The damage was typical for the first big storm of fall, a time when trees are particularly vulnerable to premature death and damage, she said. The ground, wet from recent rains, doesn't hold roots tightly. Trees haven't yet lost their leaves.
Anchorage was hit hard too. Over the course of the storm, almost 3,000 customers of Municipal Light and Power, the utility serving downtown Anchorage, Midtown and surrounding neighborhoods, lost power due to downed trees, said spokeswoman Julie Harris.
One of the areas hardest hit was Mountain View in northeast Anchorage, where 580 customers lost power. ML&P crews worked through the storm and were able to quickly get 180 of them back on line. But it took hours for electricity to be restored for 400 more. Before noon, lights were on for all.
Almost 3,000 customers of Chugach Electric Association were without power as of 7:30 a.m. Wednesday. By mid-afternoon, the number without was down to about 300. Customers lost power in the Anchorage Bowl, Hope, Indian, Cooper Landing and, across Cook Inlet, in Tyonek, said spokeswoman Sarah Wiggers. Crews were trying to reach all the spots.

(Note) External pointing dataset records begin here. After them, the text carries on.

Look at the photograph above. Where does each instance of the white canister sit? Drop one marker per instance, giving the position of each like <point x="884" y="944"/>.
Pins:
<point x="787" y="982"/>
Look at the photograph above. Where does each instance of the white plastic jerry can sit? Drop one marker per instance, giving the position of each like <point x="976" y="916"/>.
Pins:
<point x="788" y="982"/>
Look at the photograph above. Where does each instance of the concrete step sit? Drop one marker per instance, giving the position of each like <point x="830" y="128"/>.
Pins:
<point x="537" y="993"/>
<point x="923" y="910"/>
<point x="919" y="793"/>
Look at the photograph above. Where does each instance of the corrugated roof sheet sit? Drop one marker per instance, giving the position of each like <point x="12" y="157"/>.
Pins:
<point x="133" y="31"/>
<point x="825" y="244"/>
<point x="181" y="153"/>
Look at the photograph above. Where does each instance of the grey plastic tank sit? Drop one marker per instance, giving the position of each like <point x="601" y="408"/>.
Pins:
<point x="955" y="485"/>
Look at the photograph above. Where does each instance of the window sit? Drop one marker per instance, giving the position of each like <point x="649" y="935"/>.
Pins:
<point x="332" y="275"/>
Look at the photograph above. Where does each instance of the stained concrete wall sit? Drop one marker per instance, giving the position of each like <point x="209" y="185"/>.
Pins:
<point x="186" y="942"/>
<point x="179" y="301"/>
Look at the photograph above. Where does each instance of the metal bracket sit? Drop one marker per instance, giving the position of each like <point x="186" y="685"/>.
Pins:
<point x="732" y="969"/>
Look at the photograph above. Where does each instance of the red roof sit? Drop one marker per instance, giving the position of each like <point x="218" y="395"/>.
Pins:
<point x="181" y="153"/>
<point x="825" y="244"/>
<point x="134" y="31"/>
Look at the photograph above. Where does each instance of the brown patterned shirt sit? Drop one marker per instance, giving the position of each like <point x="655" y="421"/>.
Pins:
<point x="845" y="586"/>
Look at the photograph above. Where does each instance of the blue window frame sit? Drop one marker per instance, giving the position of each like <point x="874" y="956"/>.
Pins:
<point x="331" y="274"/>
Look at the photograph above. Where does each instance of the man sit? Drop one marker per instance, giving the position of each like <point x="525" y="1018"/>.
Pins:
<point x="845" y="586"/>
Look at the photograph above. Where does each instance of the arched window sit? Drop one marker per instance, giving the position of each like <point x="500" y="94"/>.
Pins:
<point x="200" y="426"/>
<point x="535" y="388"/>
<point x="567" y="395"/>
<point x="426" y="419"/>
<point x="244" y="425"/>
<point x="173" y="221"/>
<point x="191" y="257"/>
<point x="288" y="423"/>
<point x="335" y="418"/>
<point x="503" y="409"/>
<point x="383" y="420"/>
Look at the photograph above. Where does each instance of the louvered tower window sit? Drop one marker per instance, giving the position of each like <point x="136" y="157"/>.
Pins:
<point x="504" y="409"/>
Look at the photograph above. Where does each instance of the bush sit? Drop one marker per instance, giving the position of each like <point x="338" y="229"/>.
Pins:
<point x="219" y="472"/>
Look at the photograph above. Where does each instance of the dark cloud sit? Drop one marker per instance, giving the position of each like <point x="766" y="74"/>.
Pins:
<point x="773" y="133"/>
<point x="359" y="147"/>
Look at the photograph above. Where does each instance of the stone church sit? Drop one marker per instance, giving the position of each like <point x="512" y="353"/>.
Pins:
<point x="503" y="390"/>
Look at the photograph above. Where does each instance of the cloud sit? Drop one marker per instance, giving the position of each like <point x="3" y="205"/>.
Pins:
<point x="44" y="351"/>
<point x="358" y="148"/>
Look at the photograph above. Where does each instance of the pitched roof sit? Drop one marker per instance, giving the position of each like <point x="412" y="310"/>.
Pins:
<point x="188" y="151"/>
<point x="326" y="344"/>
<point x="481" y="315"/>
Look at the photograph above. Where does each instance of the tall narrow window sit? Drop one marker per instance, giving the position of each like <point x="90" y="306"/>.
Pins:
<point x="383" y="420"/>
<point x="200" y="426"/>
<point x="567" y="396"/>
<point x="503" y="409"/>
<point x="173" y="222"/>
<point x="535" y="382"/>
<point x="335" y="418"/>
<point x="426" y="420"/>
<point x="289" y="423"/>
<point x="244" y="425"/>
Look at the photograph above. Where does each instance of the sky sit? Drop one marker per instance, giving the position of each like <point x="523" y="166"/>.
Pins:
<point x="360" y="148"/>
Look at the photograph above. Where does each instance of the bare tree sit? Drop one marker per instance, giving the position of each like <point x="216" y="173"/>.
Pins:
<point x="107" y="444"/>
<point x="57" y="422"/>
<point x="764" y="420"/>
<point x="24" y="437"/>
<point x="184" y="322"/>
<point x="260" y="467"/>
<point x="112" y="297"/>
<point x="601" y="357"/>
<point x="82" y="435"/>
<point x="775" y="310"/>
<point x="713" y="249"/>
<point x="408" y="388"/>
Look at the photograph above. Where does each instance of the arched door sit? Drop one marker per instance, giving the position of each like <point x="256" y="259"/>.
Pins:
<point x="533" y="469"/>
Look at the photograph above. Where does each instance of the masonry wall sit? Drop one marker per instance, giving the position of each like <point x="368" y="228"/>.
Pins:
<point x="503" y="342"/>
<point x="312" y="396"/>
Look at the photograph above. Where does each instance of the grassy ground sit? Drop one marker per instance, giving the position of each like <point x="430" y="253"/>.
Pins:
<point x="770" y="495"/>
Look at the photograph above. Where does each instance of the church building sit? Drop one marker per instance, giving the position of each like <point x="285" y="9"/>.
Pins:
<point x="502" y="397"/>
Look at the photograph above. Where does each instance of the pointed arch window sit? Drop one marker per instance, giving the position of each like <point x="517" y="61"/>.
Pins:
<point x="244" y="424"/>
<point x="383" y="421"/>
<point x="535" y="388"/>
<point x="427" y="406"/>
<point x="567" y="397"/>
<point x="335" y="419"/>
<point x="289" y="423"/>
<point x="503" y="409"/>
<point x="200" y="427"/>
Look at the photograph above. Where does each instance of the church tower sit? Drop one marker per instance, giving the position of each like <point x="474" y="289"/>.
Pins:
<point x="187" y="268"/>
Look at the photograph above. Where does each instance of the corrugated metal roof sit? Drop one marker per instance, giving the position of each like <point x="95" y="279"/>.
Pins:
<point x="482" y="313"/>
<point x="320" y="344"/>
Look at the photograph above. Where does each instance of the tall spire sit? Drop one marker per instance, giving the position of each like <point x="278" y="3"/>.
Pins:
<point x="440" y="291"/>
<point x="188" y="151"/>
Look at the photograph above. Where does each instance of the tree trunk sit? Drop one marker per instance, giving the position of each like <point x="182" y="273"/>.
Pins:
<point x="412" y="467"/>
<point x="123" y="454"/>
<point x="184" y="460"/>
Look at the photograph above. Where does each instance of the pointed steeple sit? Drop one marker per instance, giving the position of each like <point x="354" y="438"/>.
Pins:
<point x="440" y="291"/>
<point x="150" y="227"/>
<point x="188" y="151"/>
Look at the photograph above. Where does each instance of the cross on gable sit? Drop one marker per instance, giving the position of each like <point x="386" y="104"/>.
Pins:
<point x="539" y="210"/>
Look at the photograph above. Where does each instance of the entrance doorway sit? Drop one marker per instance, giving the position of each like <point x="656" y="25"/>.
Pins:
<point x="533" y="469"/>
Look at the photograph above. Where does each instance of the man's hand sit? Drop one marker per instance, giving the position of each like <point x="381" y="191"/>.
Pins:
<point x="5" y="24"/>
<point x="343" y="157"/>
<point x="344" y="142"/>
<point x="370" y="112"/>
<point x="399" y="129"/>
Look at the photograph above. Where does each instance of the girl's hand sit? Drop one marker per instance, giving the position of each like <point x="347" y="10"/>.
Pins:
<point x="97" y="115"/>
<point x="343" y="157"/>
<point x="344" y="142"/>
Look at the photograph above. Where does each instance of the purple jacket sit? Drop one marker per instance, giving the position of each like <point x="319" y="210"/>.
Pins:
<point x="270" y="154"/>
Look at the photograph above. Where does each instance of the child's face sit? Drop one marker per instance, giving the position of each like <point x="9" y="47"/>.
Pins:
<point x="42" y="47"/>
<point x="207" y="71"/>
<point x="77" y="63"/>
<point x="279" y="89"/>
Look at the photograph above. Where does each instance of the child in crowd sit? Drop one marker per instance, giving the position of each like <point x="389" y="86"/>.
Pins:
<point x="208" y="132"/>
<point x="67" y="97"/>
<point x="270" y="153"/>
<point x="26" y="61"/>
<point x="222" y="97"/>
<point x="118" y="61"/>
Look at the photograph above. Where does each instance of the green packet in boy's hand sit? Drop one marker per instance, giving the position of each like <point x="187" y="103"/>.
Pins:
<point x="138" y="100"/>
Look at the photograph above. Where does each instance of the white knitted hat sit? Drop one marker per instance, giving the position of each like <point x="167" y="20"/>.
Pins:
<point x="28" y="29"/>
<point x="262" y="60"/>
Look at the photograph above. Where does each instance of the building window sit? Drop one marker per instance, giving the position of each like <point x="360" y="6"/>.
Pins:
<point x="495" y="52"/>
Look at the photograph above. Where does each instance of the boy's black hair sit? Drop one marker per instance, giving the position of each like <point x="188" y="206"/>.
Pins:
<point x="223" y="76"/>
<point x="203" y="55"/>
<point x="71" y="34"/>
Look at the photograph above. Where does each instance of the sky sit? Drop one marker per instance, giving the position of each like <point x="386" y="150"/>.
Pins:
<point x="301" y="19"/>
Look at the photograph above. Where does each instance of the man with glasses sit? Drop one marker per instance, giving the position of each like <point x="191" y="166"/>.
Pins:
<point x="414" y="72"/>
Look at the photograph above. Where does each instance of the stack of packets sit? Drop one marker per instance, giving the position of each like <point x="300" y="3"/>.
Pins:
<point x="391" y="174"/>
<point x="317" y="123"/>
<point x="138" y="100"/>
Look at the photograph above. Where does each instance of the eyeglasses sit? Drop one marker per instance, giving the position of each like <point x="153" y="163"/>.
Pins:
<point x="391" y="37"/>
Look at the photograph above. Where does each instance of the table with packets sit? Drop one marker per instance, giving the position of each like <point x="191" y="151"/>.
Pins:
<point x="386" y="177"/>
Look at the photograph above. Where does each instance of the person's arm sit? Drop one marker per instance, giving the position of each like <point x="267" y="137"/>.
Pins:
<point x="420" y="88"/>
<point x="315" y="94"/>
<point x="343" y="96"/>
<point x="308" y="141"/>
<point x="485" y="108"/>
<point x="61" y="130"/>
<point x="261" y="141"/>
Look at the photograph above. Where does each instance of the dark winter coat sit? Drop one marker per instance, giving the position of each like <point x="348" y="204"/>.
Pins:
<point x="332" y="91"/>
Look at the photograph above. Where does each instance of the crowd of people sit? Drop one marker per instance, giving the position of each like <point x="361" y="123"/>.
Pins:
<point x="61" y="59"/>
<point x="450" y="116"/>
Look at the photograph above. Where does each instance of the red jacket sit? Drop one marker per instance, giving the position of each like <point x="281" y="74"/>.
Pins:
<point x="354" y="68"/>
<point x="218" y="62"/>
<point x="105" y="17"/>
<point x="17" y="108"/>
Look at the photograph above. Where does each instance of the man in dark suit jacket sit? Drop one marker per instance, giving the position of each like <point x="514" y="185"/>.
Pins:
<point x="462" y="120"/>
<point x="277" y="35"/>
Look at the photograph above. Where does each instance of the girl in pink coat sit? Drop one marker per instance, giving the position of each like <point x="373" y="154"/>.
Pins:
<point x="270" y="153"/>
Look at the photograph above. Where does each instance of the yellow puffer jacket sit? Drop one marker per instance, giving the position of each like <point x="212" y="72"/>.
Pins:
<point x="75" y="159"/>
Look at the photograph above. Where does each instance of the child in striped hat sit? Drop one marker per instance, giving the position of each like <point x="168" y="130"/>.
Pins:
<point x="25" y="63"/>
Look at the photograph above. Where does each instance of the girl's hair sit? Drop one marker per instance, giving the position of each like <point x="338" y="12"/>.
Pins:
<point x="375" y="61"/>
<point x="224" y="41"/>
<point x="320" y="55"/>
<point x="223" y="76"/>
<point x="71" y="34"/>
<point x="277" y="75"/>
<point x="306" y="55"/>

Detailed reports on the full extent of the outages will take a few days to compile, the utility representatives said.
To reduce the risk of fires from downed trees, the municipality of Anchorage is reopening its South Anchorage woodlot, which had just closed for the season. The lot, at 100th Avenue and C Street, will be open 10 a.m. to 6 p.m. this Thursday through Monday, according to the Anchorage Fire Department.